S può uscire più forti da una tragedia vissuta sulla nostra pelle? La risposta è affermativa, e Don Luigi Epicoco ci dice come fare nel suo nuovo libro “In principio erano fratelli” (Tau editrice). «La sofferenza annienta, non è poesia, ma la buona notizia che Cristo ci testimonia è che in tale distruzione è possibile trovare fecondità, che ciò che è stato demolito in realtà sta preparando a qualcosa di nuovo», afferma Don Epicoco.
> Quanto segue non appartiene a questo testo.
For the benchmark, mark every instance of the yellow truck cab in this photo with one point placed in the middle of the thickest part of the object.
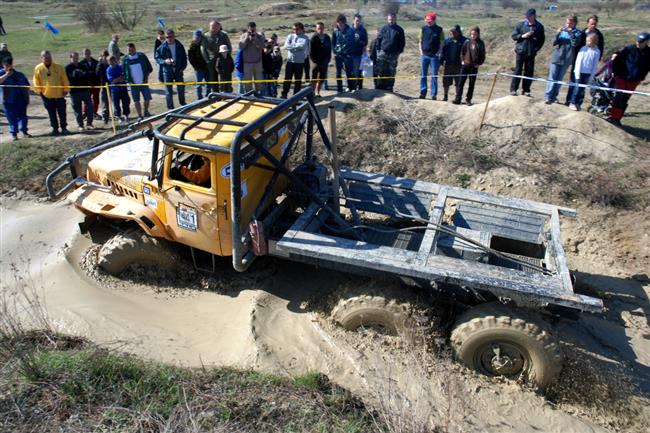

“Dio non dice cosa accadrà”
Pensiamo alla storia di Noè, un personaggio biblico che noi riconduciamo all’Arca e al drammatico Diluvio Universale. Il diluvio, i quaranta giorni, la prova, la speranza di qualcosa di nuovo. Noè non sa cosa ne sarà di lui, non ha davanti a sé una spiegazione, Dio non gli dice cosa accadrà, non ci sono chiarimenti. E lo stesso succede a noi nel momento in cui soffriamo, vorremmo sapere che ne sarà di noi, quando terminerà il dolore, a cosa porterà.
Il corvo
Noè manda un corvo a cercare la testimonianza dell’esistenza di un nuovo inizio, poi libera una colomba e attende finché questa non torna indietro con un ramoscello d’ulivo. Il tempo della prova, allora, toglie tante cose della nostra vita che ritenevamo importanti, ma ci rimanda a una fecondità che prima non pensavamo di avere. Quando si soffre, evidenzia Don Epicoco, l’unica cosa da chiedersi è per cosa valga la pena vivere, soprattutto per chi.
Gesù nel deserto
Il sacerdote poi cita la “Quaresima” di Gesù. I Vangeli ci dicono che Gesù, alla fine dei quaranta giorni nel deserto, ebbe semplicemente fame: non ci raccontano di un gesto eroico di sopravvivenza, ci dicono che a uscirne fortificato è colui che ha fatto della propria debolezza una risorsa.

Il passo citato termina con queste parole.